Figure 3. A representative B1-type MBL illustrating the charachteristic loops L3 and L8 for this subgroup of MBLs. The structure was determined for the enzyme CcrA from B. fragilis. (PDB: 1ZNB) [14] [83] .

Table 1. Geometries and ligands of the two metal ion binding sites in MBLs from different subclasses.

The active sites of MBLs generally accommodate space for two metal ions to bind in close proximity (Figure 4). The two metal ion binding sites are frequently labelled as Zn1 and Zn2, highlighting the fact that in vivo MBLs are Zn(II)-dependent enzymes.

Each metal ion is coordinated by three amino acids; however, the identity of these ligands varies between subgroups. Table 1 lists the relevant amino acids and resulting geometries for the metal ions in the Zn1 and Zn2 sites of MBLs from different subgroups.
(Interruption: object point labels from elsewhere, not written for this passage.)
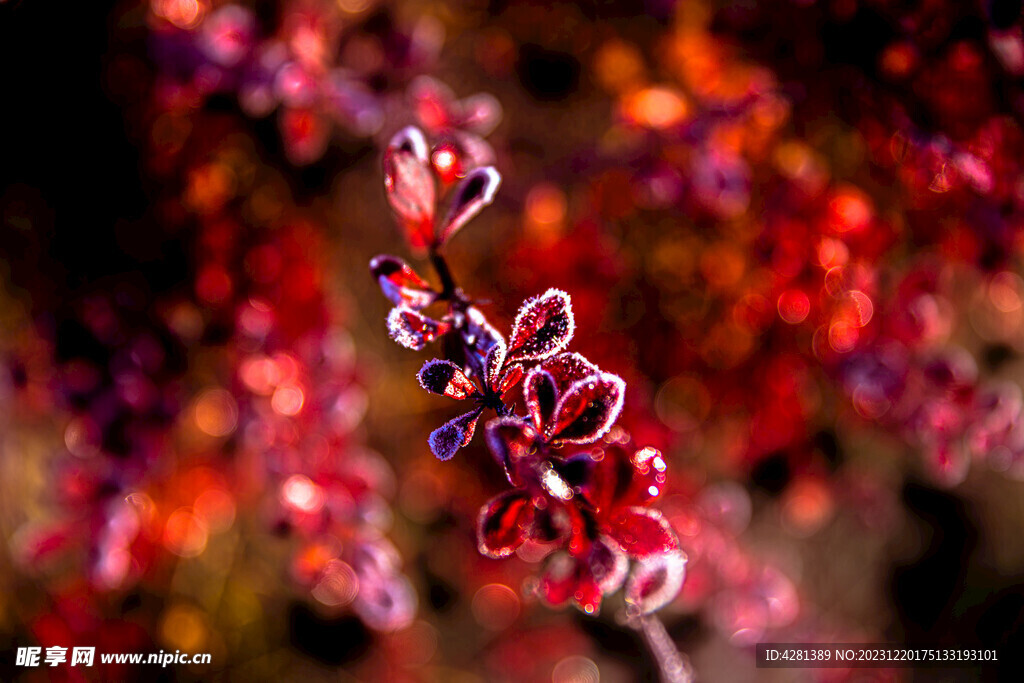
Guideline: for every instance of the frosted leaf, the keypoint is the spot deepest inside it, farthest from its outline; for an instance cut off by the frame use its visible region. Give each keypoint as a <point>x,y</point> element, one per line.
<point>400,284</point>
<point>566,369</point>
<point>413,330</point>
<point>446,379</point>
<point>410,183</point>
<point>451,436</point>
<point>655,581</point>
<point>541,395</point>
<point>642,531</point>
<point>504,523</point>
<point>588,409</point>
<point>543,327</point>
<point>475,191</point>
<point>494,361</point>
<point>479,113</point>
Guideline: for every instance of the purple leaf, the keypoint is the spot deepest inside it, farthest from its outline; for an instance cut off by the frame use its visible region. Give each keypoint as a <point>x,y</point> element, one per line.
<point>587,410</point>
<point>567,369</point>
<point>432,102</point>
<point>479,335</point>
<point>400,284</point>
<point>446,379</point>
<point>494,361</point>
<point>504,523</point>
<point>543,327</point>
<point>655,581</point>
<point>474,193</point>
<point>411,139</point>
<point>642,531</point>
<point>511,376</point>
<point>479,113</point>
<point>413,330</point>
<point>454,434</point>
<point>541,395</point>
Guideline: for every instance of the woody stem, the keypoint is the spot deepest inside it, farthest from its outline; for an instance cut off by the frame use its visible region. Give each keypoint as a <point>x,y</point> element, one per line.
<point>449,288</point>
<point>673,667</point>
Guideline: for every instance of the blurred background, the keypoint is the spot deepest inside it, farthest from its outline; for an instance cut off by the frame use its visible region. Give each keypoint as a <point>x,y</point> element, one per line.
<point>794,227</point>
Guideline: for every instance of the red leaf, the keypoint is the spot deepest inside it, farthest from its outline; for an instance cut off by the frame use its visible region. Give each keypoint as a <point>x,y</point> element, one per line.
<point>494,363</point>
<point>543,327</point>
<point>642,531</point>
<point>444,378</point>
<point>474,193</point>
<point>410,183</point>
<point>541,395</point>
<point>510,440</point>
<point>413,330</point>
<point>588,409</point>
<point>655,581</point>
<point>504,523</point>
<point>451,436</point>
<point>567,369</point>
<point>400,284</point>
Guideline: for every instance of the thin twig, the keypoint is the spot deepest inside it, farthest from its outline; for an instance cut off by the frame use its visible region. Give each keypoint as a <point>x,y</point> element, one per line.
<point>673,666</point>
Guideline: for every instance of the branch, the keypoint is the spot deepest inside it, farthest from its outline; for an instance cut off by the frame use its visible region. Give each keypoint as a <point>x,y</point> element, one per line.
<point>673,667</point>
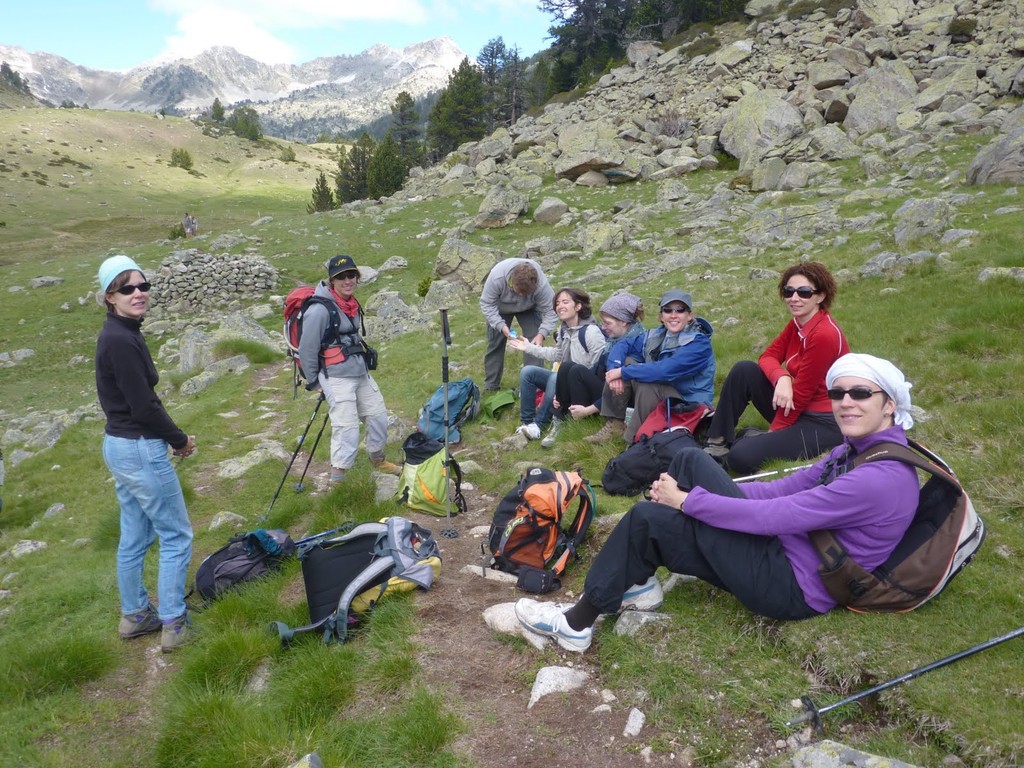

The numbering of the amino acids is according to a standardised system [3] : water ligands are indicated by W.

In B1- and B3-type MBLs the Zn1 site is formed by three histidine residues-His116, His118 and His196- and is thus referred to as the “histidine site”; the fourth coordination position is occupied by a water molecule that forms a bridge to Zn2. This water molecule is the likely nucleophile that initiates the hydrolysis of the β-lactam substrates [14] .

The overall geometry of the Zn1 site is tetrahedral. In B2-type MBLs one of the histidine ligands, H116, is replaced by an asparagine. This mutation may affect the affinity of the Zn1 site for metal ions. It is important to note that in the catalytically active form of B2-type MBLs this site is not occupied by a metal ion; binding of a metal ion to Zn1 leads to effective inhibition of catalysis [67] . In B4-type MBLs H118 in Zn1 is replaced by an arginine residue [15] [25] . It is not yet known if in these MBLs the Zn1 site is occupied in the resting state. B1- and B2-type MBLs have identical amino acid ligands in their Zn2 sites with D120, C221 and H263-due to the presence of the cysteine ligand this site is frequently also referred to as the “cysteine site”. The metal ion-bridg- ing water completes the coordination sphere of B1-type MBLs. However, in contrast to the Zn1 site the geometry is distorted trigonal bipyramidal, thus providing a possible vacant coordination position for a substrate molecule. In B2-type MBLs a water ligand is also present, but the overall geometry is tetrahedral. In B3 enzymes, the cysteine residue is replaced by H121, but the geometry remains trigonal bipyramidal. More significant alterations appear evident in the Zn2 sites of MBLs belonging to the recently proposed B4 subgroup. Based on sequence analysis and homology modelling it is likely that C221 is replaced either by S221 or Q121, while H263 may be substituted by N262 [15] [25] . These extensive variations in the active site of these enzymes are expected to affect their interactions with the metal ions, and consequently also their reaction mechanism significantly. Although little is currently known about B4-type MBLs they may shed light into the functional diversity of MBLs in general, an insight that may also be exploited in the design of potent inhibitors of clinical relevance.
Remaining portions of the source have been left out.